Press Contact: Professor Brian Leiter, (512) 232-1319

Law and Philosophy Program Announces 2003-04 Events

Professor Brian Leiter, Director of the Law and Philosophy Program (LPP) and holder of the Joseph D. Jamail Centennial Chair in Law, has announced the LPP visitors for the 2003-04 academic year:

John Gardner is the Professor of Jurisprudence at Oxford University, and has also taught at King’s College, London and the law schools at Columbia and Yale.  Like Ronald Dworkin, whom he succeeded as Professor of Jurisprudence at Oxford, Gardner was appointed to the most prestigious chair in jurisprudence in the English-speaking world before the age of forty.  His primary writing has been in philosophy of criminal law, and cognate issues in moral philosophy, but he has published widely on topics in political and legal philosophy.  He will visit for several days in spring 2004, during which time he will also deliver the annual Leon Green ’15 Lecture in Jurisprudence.

Liam Murphy, Nicos Stavropoulos, and Benjamin Zipursky will all participate in a conference on “Methodology in Legal Philosophy” on March 26-27, 2004. Murphy is Professor of Law and Philosophy at New York University; Stavropoulos, a prior visitor to the LPP, is University Lecturer in Legal Theory at Oxford University; and Zipursky is Professor of Law at Fordham University in New York.  “These are three of the most talented and creative legal philosophers of their generation,” remarked Professor Leiter. “Getting them together to present new work on what may be the liveliest issue of current jurisprudential debate promises to be exceptionally rewarding for students and faculty alike.”

Mark Murphy is Associate Professor of Philosophy at Georgetown University. He is, according to Professor Leiter, “probably the leading young defender of natural law theory in the English-speaking world.”  He is the author of Natural Law and Practical Rationality (Cambridge University Press, 2001), and is currently completing the “State of the Art” essay on natural law theory for the journal Legal Theory, which is edited by Professor Leiter.  He will visit for several days in fall 2003.

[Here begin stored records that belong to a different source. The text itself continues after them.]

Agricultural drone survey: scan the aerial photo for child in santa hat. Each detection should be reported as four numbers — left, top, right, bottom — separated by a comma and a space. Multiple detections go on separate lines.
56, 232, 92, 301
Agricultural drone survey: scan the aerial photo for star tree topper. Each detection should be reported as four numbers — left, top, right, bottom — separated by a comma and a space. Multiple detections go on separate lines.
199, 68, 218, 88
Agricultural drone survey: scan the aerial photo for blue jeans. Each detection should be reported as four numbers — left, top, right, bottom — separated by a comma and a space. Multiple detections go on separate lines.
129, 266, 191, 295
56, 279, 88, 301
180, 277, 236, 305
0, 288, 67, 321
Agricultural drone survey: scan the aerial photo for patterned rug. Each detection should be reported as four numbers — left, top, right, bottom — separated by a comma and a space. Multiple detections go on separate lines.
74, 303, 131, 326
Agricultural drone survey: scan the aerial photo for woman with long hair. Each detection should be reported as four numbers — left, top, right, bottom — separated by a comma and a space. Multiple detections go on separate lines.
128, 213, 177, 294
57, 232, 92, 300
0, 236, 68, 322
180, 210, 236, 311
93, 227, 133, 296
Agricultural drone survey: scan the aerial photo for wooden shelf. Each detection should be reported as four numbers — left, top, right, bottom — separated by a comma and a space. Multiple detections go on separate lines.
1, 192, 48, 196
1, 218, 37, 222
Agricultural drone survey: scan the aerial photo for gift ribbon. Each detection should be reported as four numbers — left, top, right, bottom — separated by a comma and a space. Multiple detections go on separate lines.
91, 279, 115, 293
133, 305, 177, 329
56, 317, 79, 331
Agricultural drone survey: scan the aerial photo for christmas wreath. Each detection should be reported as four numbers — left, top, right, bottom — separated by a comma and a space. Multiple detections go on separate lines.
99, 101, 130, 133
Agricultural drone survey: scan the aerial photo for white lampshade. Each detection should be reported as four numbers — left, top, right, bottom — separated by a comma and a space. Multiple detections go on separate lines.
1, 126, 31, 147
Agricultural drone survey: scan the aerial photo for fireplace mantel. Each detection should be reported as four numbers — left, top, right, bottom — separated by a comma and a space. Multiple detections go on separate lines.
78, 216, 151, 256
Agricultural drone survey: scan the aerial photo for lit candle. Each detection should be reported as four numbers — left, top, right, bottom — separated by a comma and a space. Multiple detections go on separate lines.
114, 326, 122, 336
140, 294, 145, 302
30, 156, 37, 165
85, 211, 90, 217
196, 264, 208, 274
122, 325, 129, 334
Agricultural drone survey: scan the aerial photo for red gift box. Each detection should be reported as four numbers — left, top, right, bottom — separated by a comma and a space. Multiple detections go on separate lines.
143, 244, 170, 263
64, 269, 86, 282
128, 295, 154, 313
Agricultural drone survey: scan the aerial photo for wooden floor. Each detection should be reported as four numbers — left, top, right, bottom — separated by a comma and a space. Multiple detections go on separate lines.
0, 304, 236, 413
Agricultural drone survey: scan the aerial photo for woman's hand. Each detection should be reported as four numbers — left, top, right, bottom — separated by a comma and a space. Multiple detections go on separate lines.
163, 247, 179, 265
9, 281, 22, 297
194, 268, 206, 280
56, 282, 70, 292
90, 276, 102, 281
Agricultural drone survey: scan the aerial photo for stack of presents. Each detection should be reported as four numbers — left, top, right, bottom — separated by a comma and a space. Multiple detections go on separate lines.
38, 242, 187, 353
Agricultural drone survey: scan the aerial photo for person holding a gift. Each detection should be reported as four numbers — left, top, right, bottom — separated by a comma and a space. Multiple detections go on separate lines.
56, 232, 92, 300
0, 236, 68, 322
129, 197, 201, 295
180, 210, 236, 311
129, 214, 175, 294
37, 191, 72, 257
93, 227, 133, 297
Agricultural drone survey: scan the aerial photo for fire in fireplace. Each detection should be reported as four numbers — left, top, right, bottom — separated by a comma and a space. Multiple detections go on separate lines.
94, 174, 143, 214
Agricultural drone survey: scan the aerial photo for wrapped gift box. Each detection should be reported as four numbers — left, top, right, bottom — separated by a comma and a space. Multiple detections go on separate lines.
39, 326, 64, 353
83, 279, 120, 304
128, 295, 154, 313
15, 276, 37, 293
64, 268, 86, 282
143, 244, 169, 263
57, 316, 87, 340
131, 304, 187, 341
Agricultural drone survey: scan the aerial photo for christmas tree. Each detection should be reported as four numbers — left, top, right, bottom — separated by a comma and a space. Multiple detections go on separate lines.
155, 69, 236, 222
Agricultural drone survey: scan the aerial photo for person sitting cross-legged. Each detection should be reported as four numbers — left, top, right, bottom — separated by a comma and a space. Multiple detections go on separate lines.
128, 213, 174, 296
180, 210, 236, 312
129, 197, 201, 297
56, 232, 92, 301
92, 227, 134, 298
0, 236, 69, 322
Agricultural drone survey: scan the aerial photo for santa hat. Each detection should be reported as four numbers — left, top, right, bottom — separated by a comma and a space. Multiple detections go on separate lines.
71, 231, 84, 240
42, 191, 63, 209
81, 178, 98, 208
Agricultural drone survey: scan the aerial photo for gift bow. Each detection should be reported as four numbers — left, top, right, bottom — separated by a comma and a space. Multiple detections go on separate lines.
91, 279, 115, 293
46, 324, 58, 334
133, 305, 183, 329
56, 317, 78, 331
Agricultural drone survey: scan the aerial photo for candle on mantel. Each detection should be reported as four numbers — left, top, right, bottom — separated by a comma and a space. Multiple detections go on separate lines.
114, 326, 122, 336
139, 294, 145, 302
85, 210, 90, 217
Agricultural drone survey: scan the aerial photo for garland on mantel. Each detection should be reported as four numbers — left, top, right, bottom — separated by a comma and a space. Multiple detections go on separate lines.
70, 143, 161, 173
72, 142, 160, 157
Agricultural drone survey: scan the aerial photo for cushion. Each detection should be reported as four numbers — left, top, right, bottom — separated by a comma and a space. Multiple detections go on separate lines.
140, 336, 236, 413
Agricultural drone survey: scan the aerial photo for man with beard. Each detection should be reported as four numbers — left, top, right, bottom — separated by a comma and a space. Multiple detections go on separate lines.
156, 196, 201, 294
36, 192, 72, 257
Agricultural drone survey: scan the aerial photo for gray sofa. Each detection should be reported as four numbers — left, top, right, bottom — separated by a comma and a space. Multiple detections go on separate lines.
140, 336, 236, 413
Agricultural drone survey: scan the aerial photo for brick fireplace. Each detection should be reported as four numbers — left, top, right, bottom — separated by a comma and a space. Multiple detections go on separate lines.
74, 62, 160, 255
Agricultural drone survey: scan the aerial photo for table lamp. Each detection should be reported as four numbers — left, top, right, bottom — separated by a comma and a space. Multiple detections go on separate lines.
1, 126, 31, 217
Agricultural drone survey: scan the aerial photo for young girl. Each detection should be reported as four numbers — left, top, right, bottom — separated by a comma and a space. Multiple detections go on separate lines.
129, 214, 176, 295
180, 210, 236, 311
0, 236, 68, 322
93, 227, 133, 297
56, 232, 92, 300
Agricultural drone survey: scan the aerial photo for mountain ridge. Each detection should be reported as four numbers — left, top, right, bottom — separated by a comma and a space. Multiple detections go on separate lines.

Jonathan Wolff is Professor of Philosophy and Head of Department at University College London.  He is the author of Robert Nozick:  Property, Justice, and the Minimal State (Polity Press and Stanford University Press, 1991), An Introduction to Political Philosophy (Oxford University Press, 1996), and Why Read Marx Today? (Oxford University Press, 2002), as well as numerous articles on a wide variety of topics in political philosophy.  His work has been translated in to many languages, including Chinese, Japanese, Swedish, Spanish, and Portugese.  “Jo Wolff is one of the most interesting political philosophers in Britain today,” noted Professor Leiter.  “He is both a sympathetic and penetrating interpreter of the ideas of others, and an original contributor to debates about equality and liberty.”  He will visit for several days in fall 2003.

LPP events at Texas are unusual not only for the caliber of the visitors, but for the intensive interaction, over several days, between visitors and UT faculty and students.  “Most schools bring visitors in to deliver a paper, and then they’re gone,” noted Professor Leiter.  “We’ve found it far more valuable to have visitors spend several days and to interact with faculty and students in a variety of settings:  existing seminars, special workshops, and public lectures.  Our LPP visitors always say two things:  they worked really hard and they had a great time.”

LPP events are made possible by generous support from the School of Law and the M.D. Anderson Foundation in Houston.